A Hierarchy of Deviation from Complete Positivity and Optimal Entanglement Witnesses
Mohsen Kian
TL;DR
The paper develops a spectral framework to quantify how far a Hermitian map is from complete positivity by introducing the CP-distance $d_{\mathrm{CP}}(\Phi)$ and its directional variant $d_\Gamma(\Phi)$, with explicit formulas in terms of the Choi matrix. It then generalizes this idea to a hierarchy $d_k(\Phi)$ based on the cones of $k$-positive maps, deriving a sharp spectral characterization via Schmidt-rank-$k$ vectors and the Choi matrix, which yields a rigorous threshold for certifying Schmidt numbers.

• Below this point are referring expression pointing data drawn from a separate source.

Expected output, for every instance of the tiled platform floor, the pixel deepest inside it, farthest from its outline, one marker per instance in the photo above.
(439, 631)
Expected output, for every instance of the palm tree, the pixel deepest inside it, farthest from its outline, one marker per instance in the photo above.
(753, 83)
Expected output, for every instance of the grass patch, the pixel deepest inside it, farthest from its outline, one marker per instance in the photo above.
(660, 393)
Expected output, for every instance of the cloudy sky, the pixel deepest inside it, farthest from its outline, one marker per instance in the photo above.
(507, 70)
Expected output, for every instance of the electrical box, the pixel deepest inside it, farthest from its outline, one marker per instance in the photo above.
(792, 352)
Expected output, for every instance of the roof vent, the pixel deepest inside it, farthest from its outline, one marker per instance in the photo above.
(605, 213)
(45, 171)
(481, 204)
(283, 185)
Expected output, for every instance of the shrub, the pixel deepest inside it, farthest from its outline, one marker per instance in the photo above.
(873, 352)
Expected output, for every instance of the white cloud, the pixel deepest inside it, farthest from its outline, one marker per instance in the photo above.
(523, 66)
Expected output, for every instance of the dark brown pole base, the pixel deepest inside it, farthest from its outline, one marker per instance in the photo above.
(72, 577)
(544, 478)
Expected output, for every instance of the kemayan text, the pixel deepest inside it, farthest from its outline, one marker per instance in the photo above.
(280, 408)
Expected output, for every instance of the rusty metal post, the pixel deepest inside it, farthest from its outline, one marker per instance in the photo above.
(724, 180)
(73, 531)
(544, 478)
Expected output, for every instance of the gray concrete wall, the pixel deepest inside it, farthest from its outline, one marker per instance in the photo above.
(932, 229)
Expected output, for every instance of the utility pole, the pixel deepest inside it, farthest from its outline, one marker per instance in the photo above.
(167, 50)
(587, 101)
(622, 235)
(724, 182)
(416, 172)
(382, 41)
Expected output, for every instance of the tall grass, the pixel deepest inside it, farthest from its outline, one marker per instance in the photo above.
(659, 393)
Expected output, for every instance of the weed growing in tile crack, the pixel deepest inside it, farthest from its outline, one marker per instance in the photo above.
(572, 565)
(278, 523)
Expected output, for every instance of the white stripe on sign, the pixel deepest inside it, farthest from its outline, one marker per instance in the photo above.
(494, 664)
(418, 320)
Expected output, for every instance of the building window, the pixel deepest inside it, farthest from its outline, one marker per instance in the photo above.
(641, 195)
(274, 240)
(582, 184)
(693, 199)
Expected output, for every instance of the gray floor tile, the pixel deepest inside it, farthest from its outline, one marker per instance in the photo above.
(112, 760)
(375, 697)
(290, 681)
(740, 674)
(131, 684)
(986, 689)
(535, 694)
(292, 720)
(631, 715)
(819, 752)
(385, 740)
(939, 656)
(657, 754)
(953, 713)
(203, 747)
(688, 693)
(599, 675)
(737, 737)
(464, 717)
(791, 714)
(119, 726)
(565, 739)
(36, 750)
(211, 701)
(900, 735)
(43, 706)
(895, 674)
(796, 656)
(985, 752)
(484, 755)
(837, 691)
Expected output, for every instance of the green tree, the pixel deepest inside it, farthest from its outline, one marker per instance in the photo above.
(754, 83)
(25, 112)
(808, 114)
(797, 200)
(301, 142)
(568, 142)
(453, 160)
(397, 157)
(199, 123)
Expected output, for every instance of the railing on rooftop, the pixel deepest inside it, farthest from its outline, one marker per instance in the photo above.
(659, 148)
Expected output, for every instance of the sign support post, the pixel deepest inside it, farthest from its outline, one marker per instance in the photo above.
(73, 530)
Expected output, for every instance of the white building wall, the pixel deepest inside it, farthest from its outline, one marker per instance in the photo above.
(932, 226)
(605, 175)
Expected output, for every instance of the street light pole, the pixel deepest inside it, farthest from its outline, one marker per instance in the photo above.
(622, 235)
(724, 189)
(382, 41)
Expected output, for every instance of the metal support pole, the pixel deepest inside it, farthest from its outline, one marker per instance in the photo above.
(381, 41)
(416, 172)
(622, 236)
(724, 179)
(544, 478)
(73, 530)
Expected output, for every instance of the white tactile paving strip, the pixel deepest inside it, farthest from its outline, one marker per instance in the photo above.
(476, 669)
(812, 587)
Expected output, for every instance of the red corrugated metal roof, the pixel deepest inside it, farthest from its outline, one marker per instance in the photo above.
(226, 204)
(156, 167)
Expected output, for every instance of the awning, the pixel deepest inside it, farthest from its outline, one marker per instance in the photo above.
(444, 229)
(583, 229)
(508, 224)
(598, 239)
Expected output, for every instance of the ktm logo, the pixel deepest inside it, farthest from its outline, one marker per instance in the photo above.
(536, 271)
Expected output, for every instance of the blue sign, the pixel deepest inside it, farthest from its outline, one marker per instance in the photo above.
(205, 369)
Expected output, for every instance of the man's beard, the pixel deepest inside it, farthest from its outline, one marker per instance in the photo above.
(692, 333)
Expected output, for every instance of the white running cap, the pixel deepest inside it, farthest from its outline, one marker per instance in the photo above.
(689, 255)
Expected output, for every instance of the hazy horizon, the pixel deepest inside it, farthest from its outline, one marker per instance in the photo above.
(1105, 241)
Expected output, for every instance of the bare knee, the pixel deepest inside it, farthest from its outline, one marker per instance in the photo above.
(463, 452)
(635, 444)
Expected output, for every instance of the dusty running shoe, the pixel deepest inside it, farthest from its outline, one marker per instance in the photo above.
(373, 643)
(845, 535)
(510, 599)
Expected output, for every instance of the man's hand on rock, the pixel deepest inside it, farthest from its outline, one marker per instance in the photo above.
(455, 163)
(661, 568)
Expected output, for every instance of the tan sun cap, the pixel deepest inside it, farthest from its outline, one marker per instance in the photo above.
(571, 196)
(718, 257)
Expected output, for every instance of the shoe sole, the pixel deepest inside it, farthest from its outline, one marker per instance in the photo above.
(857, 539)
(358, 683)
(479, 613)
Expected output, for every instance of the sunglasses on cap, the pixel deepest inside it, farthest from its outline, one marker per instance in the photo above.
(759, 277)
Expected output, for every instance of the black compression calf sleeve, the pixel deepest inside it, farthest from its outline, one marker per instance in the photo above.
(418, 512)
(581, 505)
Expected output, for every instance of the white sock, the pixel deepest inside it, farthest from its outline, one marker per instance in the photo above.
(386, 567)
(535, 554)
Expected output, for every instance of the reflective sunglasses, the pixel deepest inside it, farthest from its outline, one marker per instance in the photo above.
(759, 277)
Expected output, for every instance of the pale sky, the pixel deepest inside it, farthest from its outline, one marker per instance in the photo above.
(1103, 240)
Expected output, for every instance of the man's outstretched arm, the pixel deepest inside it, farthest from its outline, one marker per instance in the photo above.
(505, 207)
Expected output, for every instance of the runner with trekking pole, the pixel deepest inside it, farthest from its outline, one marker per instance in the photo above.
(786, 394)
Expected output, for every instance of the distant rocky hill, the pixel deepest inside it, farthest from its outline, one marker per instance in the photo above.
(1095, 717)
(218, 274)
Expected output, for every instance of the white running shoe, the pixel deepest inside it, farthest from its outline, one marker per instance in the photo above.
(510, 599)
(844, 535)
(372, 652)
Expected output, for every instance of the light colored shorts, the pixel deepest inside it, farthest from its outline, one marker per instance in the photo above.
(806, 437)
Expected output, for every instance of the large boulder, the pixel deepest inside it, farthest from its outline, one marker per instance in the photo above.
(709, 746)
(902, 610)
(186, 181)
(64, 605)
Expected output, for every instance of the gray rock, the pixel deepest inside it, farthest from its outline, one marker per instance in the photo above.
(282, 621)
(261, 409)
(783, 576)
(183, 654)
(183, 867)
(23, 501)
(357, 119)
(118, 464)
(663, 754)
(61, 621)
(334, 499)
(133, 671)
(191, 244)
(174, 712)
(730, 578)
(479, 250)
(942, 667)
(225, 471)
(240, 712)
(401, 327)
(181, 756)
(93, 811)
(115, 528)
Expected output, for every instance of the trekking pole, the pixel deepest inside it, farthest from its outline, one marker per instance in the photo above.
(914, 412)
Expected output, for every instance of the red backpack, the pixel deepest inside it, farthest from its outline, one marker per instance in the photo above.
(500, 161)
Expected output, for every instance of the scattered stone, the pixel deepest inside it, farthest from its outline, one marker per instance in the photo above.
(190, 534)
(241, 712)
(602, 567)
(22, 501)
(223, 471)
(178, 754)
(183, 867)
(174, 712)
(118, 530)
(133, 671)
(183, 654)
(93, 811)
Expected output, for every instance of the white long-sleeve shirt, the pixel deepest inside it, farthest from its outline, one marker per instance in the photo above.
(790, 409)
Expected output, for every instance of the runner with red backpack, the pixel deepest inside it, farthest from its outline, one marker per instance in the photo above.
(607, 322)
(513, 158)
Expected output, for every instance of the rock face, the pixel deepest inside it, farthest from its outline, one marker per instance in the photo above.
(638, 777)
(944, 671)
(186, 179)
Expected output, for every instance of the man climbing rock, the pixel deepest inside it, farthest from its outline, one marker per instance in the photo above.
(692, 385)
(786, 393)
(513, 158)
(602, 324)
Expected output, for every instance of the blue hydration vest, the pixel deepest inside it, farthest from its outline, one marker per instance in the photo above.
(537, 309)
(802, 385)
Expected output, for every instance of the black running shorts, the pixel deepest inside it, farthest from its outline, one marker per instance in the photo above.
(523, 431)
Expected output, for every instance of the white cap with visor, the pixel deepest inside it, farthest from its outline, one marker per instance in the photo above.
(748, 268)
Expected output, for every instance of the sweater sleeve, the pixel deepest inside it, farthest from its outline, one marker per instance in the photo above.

The results provide a universal construction of dimension-sensitive entanglement witnesses: from any Hermitian map, one obtains optimal witnesses for Schmidt-number detection by shifting the Choi matrix by $d_k(\Phi)I_{mn}$. The framework links cone geometry, robustification against depolarizing noise, and entanglement certification, enabling scalable witness construction and stability analyses across dimensions.
Abstract
We introduce the \emph{CP-distance} to quantify the deviation of Hermitian linear maps from complete positivity, defined as the minimal depolarizing noise required to render a map completely positive. We derive a closed spectral formula for this distance and extend the framework to \emph{directional robustness} against arbitrary completely positive maps, establishing stability and tensor-product properties. Expanding this to the intermediate cones of $k$-positive maps, we introduce a \emph{hierarchy of deviation}, $d_k(Φ)$. We derive a spectral formula for $d_k$ based on entanglement depth and demonstrate that it serves as an optimal threshold for certifying Schmidt numbers, allowing for the universal construction of dimension-sensitive entanglement witnesses.